This is a very interesting problem. Generically, "how do you record paths that use characters which do not have a unicode representation?" Unfortunately, I do not have an answer.
> This filename has some characters which are not valid in UTF-8 or ASCII
Which characters end up being unrepresented? I thought you couldn't guarantee round trip conversion Shift-JISto Unicode to Shift_JIS. I was under the impression that Shift_JIS-> Unicode would work. I understand that this breaks your ability to unambiguously look up the files on the legacy system.
Does this have full coverage of Shift_JIS? If not, you can disregard the rest of my response.
I do not think it is possible to faithfully record the original paths of a Shift_JIS filesystem in the FLocat element. Doing a liftover to a newer file system seems like a backed run around to your issue, but it would permit representation of the new paths.
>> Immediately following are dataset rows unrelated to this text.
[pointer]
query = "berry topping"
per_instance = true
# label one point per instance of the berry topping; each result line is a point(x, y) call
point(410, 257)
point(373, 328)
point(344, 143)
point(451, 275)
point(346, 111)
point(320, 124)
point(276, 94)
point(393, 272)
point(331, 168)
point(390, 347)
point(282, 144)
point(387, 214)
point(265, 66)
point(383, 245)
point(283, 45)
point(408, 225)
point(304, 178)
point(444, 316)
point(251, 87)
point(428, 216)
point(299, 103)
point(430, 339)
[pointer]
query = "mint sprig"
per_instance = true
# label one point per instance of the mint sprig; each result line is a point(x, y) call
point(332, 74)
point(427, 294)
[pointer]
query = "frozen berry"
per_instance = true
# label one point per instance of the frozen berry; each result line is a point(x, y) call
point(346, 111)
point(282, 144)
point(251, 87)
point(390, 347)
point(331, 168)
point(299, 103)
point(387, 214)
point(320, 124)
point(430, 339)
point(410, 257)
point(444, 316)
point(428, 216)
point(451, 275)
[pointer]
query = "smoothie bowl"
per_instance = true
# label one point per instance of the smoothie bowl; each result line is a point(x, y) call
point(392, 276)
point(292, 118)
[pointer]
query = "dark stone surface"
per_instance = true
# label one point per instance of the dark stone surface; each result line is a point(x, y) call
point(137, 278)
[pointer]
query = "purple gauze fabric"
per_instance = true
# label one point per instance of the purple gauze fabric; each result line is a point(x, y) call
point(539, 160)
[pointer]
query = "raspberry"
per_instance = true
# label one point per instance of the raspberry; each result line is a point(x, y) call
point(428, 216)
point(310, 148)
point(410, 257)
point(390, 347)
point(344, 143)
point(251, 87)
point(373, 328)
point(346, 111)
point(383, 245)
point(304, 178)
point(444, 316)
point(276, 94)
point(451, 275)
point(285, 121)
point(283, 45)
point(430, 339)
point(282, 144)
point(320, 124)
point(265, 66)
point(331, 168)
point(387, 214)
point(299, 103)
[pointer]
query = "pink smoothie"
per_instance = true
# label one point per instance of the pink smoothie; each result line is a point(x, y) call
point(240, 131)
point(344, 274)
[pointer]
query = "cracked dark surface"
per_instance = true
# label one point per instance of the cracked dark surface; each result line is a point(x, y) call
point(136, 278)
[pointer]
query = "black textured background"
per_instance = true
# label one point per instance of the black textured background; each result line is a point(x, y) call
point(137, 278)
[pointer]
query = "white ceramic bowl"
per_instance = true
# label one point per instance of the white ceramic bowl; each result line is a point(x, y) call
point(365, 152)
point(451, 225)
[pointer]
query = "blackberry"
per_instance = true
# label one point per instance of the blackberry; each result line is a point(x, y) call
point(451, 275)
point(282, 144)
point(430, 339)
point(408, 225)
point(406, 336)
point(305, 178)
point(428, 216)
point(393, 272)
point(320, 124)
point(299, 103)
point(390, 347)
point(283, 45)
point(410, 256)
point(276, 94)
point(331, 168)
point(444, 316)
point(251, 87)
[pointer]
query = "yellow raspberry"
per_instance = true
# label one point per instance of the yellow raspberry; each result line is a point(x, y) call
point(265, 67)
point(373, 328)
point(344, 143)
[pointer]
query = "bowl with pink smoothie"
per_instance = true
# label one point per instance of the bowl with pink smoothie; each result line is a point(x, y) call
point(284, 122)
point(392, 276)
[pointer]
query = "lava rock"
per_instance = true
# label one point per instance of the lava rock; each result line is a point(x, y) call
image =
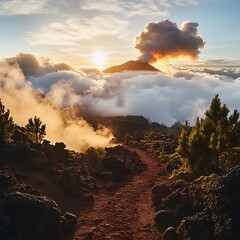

You could use FContent instead of Flocat, and list the MIMETYPE attribute of the file element as Shift_JIS. This would allow you to encode the contents of the file, but not the original path. So the original problem remains.
I would run a translation to utf-8 and see if there end up being collisions in the new representation of the legacy paths. Without collisions, you can at least maintain a look up table between the current and legacy representations. However, I'm not sure how you would reference an external table in a METS document.
> As well, since the source encoding my be unknown
Without explicitly knowing the encoding, you're in a bit of a crux. There are some interesting methods for attempting to infer the coding. I would suggest using some sort of heuristic scan of the document to make an educated guess based on a priori knowledge or assumptions. Perhaps looking for runs of hex that would be unlikely in the ascii or latin-1 representation of the document's language.